If there is one two-word phrase that many councils came to fear in 2008, and which they probably don't want to hear again in 2009, it is "Icelandic Banks". The collapse of Iceland's banking system caught over a hundred councils short (along with police and fire authorities and even the Audit Commission) to the tune of up to £1 billion. Whilst the story held all the headlines back in the autumn, it is a front on which things have fallen mostly silent now.
No doubt many of the councils involved would like it to stay that way, but there are a number of reasons why the fiasco must not be forgotten in a hurry.
For a start, there are the financial implications. The £1 billion stuck in Icelandic banks is not yet formally gone – there may yet be some chance of reclaiming some of it, although the likelihood of getting even a sizeable minority of it back seems slim given the circumstances.

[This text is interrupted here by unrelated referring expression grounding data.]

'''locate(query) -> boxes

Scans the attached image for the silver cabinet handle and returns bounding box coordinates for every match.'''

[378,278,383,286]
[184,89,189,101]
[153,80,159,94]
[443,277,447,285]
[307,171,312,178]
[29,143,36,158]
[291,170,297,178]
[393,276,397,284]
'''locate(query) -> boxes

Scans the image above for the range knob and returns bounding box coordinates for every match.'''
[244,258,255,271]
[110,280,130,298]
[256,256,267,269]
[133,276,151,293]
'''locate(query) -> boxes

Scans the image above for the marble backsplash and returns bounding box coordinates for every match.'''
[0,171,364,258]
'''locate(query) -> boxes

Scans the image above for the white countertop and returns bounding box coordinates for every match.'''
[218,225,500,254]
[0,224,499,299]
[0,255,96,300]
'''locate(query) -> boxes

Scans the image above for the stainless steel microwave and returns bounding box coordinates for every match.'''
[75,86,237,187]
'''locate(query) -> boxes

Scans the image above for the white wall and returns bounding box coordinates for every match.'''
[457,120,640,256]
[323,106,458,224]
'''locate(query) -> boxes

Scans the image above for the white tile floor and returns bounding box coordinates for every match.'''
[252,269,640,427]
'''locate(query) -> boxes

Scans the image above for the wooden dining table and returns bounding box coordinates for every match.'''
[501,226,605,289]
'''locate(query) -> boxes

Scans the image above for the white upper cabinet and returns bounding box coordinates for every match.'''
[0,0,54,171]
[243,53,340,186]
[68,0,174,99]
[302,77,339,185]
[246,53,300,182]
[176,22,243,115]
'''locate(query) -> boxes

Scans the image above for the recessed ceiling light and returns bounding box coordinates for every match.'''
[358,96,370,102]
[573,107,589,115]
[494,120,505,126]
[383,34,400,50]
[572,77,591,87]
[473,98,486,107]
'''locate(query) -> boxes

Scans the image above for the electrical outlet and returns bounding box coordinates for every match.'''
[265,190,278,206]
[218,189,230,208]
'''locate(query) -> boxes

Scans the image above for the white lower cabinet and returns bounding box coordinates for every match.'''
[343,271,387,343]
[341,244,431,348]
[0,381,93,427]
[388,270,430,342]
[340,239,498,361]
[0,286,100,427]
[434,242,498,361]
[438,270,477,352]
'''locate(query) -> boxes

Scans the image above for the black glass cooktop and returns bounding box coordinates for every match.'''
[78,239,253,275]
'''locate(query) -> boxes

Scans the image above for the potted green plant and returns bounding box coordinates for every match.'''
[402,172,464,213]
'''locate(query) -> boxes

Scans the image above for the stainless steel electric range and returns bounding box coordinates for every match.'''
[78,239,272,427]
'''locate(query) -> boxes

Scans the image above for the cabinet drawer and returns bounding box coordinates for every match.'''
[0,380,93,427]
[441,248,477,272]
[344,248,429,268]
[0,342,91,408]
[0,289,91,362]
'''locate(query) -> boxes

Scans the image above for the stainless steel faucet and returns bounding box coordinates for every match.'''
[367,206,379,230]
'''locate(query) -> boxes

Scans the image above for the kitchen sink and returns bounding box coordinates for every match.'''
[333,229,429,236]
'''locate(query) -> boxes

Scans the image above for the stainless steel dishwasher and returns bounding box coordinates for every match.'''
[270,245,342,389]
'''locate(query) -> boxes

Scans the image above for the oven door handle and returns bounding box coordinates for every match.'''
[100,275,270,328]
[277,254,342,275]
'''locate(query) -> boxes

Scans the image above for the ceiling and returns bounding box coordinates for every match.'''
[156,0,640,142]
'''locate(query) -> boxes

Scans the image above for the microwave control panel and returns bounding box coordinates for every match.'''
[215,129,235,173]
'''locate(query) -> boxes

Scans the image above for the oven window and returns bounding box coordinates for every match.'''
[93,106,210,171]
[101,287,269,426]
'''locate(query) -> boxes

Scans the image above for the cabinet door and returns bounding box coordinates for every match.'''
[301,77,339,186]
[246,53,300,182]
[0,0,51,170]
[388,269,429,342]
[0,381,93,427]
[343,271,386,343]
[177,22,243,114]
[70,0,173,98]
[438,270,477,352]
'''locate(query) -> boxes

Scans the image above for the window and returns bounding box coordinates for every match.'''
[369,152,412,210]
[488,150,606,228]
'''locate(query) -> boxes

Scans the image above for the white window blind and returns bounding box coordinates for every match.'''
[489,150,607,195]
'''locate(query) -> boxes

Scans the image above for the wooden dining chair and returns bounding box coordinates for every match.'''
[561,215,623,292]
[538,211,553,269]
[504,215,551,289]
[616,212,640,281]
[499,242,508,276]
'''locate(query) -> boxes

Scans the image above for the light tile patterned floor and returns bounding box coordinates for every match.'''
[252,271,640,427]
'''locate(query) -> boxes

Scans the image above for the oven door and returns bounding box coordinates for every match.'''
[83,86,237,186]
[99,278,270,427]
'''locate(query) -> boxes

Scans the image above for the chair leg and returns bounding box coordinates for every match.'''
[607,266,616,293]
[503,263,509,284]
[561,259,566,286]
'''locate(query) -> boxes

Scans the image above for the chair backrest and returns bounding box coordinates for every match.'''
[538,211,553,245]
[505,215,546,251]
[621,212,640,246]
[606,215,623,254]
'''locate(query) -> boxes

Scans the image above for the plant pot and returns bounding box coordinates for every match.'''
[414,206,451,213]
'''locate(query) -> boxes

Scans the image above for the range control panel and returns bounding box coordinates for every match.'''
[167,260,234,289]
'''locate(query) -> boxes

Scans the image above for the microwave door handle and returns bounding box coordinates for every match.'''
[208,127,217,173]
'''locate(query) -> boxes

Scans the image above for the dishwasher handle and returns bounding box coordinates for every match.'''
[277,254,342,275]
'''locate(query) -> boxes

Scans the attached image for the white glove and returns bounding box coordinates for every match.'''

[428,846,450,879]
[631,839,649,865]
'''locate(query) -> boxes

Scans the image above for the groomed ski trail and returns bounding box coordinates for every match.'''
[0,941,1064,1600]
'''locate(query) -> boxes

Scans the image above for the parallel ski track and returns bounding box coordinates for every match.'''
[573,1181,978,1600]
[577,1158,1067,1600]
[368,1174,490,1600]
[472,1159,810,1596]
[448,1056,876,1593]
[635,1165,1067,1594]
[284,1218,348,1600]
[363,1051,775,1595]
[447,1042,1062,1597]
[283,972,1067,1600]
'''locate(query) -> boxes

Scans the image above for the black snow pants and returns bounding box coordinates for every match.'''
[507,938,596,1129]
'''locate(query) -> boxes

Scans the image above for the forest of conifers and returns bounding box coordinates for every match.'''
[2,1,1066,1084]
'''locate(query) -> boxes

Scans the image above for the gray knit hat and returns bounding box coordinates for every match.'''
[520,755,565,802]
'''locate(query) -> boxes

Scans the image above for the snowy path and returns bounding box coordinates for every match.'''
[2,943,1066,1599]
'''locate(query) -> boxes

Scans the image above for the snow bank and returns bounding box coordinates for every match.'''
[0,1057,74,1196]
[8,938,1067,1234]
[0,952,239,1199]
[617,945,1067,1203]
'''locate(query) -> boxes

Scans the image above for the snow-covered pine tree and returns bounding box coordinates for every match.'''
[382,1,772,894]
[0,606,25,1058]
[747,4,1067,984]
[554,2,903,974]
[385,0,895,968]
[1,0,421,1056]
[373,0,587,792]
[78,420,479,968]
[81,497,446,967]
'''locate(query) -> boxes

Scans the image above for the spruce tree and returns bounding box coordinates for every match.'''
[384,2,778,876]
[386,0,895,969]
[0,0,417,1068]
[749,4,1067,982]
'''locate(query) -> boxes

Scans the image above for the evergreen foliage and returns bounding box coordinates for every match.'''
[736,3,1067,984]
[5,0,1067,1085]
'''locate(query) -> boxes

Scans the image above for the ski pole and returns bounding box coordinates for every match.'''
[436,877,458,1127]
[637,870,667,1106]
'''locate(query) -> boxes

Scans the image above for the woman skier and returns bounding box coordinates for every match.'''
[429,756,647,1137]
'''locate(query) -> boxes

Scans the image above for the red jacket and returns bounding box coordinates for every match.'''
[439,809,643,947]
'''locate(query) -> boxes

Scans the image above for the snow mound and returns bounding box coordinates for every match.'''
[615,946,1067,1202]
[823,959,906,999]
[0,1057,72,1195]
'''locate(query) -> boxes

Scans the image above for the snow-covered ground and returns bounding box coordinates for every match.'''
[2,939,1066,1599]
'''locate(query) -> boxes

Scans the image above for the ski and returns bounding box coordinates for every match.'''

A more important reason for not forgetting the Icelandic saga is that it must be learnt from so that it does not happen again. The first step in preventing the repetition of a mistake, of course, is acknowledging that a mistake was made – something that more councils must do even as an honourable first step.
It is remarkable and frankly unbelievable that so many councillors, officers and LGA officials still maintain that councils did not get anything wrong, and that thus there is nothing really to learn from what happened.
A report in the Leicester Mercury
this week brings the lie to all that hot air. One Mercury reporter,
engaged in the worthwhile but unglamorous task of digging through the
formal minutes and documents
of the committees of Charnwood Borough Council, turned up some fascinating and startling admissions.
What the reporter found was a report arising from a special audit investigation into the potential loss of a £1 million investment and the certain loss of at least £500,000 interest when the Icelandic Heritable Bank collapsed. The document itself can be found here (PDF).
The headline finding that the Mercury picked up was that the million
pounds Charnwood's taxpayers stand to lose should not, according to the
council's own investment rules, have been in Heritable at all. The
rules forbade locking money into a deal for more than three months, but
the money had been placed in Heritable for a year – meaning that once
Iceland started to look wobbly, Charnwood had no chance to
withdraw the money.
The fact that one such breach of the council's rules occurred is bad enough; the report goes on to reveal institutional and procedural failings that are even more serious. The Action Plan (pg 7-10 of the PDF) says it all. In brief, the findings include:
- Hard copies were not being made of the changing investment arrangements, whilst electronic versions were "constantly overwritten", meaning there was no adequate audit trail.
- "Junior officers" were allowed to make repeated investment decisions, involving millions of pounds each time, "with no involvement of any more senior officer."
- "Some officers who have been responsible for arranging investments" have not been fully trained in the Council's own Treasury Management Practices.
So there we have it. This council had junior officers, some of whom had not been properly trained, making investment decisions of millions of pounds a throw not only with no consultation with senior staff, but without even a proper paper trail to record their specific exposure at any given time.
This is an appalling state of affairs, to say the least, but all credit to Charnwood for investigating it and actually publishing the findings. All the councils who have been caught up in this mess should be doing the same thing to find out what went wrong. The example of Charnwood shows once and for all – if the potential loss of £1 billion did not show already – that serious mistakes were committed in this case after all. It is no use for councils to just deny it point blank, or else the mistakes will remain uncorrected to bite taxpayers again in future.